I have the dubious honour of first to stand at the foot of the tree the morning after it was published. However, on that occasion, with no indication of where the cache might be and a strong wind blowing I did not feel inclined to attempt it. Naturally, it went on my watch list and I perused all logs with interest, knowing in my heart that I would have to return at some point.
Well, the months rolled by and the leaves fell to the ground and last Sunday I thought I should have another look. Regrettably, still no sign of the cache so time to get aloft. It is not the easiest of trees to get a rope into but after several tries I am satisfied and make the long ascent, with many pauses to rest. By the time the light fades I have only eliminated a couple of trunks but have some ideas where I need to get next time.

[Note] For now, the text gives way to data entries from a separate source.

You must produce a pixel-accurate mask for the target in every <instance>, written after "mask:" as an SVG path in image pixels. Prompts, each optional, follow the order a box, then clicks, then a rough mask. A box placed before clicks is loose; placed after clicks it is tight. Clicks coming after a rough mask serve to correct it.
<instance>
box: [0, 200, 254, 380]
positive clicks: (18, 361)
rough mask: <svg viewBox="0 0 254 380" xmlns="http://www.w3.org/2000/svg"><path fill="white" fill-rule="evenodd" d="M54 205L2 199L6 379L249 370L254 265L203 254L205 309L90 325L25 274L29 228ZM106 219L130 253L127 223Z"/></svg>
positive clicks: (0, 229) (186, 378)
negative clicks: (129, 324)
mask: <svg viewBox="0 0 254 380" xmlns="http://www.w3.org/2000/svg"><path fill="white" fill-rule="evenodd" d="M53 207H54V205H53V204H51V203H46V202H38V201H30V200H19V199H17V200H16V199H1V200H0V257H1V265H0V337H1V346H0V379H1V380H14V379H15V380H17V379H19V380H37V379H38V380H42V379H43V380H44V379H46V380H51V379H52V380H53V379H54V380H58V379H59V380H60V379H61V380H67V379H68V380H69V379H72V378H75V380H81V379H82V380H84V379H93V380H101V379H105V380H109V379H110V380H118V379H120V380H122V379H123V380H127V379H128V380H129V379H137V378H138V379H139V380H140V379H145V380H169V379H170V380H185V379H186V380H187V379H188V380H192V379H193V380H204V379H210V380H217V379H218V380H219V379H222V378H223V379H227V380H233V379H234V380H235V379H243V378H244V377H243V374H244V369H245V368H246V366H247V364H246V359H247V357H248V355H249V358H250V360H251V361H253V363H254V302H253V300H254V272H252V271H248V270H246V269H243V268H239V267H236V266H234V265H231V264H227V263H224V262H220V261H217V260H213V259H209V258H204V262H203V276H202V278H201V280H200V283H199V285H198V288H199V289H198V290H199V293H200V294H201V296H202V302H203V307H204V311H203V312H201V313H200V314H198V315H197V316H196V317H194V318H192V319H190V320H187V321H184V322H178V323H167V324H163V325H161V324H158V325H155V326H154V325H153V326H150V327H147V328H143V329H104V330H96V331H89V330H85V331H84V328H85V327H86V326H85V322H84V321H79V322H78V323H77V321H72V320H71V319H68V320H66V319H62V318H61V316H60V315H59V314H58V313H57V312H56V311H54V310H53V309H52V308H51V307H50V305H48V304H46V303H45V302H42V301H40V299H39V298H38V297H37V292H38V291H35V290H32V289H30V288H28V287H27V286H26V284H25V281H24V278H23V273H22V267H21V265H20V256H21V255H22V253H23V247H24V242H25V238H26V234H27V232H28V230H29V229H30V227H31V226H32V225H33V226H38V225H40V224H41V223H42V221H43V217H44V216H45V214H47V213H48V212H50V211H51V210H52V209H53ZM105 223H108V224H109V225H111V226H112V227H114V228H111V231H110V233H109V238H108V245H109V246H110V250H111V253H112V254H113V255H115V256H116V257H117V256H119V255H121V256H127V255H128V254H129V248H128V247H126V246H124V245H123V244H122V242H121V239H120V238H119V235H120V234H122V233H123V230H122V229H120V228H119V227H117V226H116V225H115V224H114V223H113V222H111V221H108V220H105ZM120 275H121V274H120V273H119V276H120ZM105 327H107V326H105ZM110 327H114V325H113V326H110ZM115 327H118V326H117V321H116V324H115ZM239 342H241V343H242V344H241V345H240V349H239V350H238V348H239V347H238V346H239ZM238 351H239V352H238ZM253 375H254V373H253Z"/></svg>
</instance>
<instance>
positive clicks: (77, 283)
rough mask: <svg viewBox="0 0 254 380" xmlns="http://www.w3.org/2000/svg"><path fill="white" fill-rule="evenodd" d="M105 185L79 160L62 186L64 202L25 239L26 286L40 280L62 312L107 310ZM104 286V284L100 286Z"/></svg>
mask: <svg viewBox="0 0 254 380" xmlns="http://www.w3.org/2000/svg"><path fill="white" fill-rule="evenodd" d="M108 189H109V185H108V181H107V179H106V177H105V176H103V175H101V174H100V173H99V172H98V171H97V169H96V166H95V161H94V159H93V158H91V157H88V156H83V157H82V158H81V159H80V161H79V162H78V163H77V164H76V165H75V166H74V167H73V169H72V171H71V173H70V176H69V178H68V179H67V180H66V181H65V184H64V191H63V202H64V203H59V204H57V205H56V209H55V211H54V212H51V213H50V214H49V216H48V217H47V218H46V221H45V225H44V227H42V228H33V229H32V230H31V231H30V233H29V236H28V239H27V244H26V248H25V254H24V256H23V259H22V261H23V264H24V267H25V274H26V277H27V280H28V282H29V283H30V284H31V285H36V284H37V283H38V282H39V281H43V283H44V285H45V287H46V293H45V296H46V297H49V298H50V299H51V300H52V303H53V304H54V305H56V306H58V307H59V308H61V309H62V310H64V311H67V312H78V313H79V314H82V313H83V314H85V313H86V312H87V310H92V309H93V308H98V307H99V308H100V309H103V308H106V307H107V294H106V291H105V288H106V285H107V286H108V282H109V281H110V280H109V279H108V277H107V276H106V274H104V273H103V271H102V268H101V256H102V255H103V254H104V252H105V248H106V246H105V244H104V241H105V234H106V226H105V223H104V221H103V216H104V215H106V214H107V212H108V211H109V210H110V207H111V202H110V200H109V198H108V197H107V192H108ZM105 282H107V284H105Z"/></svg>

Back again today and I decide to follow a hunch, based on experience and what I think I might have seen on the last visit. Careful scrutiny with binoculars is inconclusive so I shall just have to go and see. Once more it takes several attempts to get the rope just right but I am gaining proficiency with the Big Shot. And this time, there it is! Sign the log, taking extreme care not to drop anything, and make my way carefully back to terra firma.
I am not sure how much time this has taken out of my life but if I measure home to home times across the three visits, it can't be less than seven hours! Is it worth a fav point? Well, in spite of all the grief it has given me, it spite of its true evilness, it must be.
PS. Very pleasingly, this find reduces to 45 the number of unfound caches I have within 10km of home, the lowest number since I started keeping records back in August 2008!